In most countries 30-yr fixed rate loans are in the minority. Here in the United States, however, the majority of residential mortgages are fixed rate loans with an amortization spread over 30 years – but some argue that might be changing.


Customized mortgages aren’t new. Industry experts say they are seeing more and more borrowers opt for fixed-rate loans with terms other than the standard 30 or 15 years, especially when it comes to refinancing. Last year, nearly 17% of all refinanced mortgages were with “other length” fixed-rate loans, according to the Mortgage Bankers Association, which noted that in August, September and October, the share was 20 percent. Most of those “other length” loans were in 20-year mortgages, though loans are also available for 10, 25 and 40 years, and even for “oddball” terms like 23 or 12 years.


Most borrowers have noticed that the shorter terms are especially valuable to people refinancing after paying down their 30-year mortgage for five or seven years. If they take a 20-year mortgage, they can reduce their interest rate — and the term — and possibly even get a monthly payment the same or slightly lower than before.
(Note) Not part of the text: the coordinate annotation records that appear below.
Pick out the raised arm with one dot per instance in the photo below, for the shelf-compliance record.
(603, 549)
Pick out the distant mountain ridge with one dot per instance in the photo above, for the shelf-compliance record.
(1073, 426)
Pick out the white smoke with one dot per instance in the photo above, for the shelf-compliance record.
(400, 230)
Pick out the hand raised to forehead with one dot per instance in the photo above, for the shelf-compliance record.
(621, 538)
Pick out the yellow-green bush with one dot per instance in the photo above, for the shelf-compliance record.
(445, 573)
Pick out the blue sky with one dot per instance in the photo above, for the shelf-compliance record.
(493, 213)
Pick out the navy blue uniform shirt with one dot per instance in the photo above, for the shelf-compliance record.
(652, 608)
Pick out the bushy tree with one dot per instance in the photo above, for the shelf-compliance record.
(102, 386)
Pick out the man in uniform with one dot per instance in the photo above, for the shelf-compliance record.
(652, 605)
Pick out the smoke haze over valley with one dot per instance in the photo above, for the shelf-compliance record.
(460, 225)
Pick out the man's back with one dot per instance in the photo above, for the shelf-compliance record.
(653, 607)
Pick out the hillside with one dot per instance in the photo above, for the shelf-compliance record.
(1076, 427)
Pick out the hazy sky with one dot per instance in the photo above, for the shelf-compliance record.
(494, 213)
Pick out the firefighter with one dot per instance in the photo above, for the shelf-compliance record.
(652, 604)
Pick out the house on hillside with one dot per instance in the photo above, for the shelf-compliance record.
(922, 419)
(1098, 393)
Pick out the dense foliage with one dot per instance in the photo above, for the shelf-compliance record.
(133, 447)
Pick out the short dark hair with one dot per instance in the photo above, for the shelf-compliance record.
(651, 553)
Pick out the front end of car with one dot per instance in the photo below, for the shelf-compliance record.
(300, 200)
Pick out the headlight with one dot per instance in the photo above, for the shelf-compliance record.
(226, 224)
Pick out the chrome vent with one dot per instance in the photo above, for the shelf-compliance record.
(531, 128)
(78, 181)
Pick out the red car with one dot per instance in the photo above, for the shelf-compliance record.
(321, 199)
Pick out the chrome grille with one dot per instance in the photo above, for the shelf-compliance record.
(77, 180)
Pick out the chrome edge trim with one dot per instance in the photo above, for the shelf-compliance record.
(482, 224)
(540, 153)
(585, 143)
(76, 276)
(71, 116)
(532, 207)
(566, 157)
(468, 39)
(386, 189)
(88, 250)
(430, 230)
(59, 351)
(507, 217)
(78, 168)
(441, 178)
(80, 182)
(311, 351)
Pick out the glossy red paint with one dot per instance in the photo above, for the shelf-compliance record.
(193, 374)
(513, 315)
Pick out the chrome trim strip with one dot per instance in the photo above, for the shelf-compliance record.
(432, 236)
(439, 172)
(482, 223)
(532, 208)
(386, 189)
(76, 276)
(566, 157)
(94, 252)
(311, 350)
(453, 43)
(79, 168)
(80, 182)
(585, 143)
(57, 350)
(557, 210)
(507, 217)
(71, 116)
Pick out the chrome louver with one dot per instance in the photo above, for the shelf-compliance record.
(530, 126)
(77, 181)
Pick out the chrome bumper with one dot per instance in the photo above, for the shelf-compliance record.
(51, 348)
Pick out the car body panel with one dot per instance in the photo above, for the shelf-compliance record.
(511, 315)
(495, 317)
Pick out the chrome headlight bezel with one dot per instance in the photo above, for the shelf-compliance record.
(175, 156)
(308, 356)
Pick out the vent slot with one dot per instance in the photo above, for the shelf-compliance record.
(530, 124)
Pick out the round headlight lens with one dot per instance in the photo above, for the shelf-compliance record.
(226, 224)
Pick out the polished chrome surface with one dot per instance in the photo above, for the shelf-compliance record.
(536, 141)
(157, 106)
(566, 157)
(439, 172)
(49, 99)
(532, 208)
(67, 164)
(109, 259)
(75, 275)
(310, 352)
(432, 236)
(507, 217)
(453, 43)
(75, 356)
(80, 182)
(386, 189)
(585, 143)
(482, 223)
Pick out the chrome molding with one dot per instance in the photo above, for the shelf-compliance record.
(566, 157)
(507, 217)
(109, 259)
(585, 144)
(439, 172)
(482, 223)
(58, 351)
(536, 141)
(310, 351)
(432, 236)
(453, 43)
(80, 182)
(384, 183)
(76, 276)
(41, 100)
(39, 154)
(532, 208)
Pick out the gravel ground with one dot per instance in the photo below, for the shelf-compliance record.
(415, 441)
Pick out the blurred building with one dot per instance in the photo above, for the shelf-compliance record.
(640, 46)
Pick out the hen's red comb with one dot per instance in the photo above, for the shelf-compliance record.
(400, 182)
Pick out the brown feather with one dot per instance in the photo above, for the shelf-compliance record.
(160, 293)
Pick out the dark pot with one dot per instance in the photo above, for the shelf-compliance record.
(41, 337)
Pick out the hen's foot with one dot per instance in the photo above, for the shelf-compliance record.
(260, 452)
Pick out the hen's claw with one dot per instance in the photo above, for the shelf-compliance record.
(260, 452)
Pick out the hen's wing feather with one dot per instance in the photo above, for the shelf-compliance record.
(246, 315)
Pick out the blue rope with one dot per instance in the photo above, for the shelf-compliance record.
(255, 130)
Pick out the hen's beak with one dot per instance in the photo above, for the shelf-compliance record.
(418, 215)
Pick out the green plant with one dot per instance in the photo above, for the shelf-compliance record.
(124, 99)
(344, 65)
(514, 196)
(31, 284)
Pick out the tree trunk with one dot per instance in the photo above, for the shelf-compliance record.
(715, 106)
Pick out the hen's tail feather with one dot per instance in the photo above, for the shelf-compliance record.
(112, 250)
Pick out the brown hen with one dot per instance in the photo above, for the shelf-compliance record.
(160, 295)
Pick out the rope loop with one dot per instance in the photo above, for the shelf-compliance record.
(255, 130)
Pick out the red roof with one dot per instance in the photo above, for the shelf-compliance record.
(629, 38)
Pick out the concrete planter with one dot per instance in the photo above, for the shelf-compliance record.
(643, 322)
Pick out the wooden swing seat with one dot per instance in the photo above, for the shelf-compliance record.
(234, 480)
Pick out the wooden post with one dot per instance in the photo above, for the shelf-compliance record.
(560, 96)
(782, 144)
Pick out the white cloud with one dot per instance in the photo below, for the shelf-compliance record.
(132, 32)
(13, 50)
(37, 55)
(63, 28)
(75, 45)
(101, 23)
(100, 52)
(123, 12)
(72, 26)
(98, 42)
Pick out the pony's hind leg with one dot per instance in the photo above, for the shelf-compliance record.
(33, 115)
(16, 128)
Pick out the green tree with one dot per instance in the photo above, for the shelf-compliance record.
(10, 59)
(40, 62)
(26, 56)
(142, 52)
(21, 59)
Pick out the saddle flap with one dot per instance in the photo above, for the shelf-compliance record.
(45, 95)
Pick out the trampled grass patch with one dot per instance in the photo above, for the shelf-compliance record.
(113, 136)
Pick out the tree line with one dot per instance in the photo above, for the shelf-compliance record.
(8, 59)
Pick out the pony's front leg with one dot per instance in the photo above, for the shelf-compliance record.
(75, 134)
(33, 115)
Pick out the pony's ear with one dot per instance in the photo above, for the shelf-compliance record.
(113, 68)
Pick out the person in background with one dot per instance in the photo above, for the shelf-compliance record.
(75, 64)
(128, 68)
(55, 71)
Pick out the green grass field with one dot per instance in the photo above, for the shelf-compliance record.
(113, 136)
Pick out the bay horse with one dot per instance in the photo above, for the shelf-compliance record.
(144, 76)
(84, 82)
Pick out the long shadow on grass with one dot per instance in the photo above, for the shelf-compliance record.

The 20-year mortgage is becoming so prevalent, banks are starting to sell them off to investors or in the secondary mortgage market. Many customers seeking to refinance ask for odd loan terms to avoid increasing the length of their repayment schedule. Be sure to ask your loan officer for suggestions.


Proponents of 30-yr mortgages counter, however, with the thinking that the Fed is buying primarily 30-yr mortgages, and that they are the benchmark. Both claims are true. But eventually rates will rise (not in the foreseeable future) and intermediate ARM loans, such as 3-yr or 5-yr products, will come back into vogue.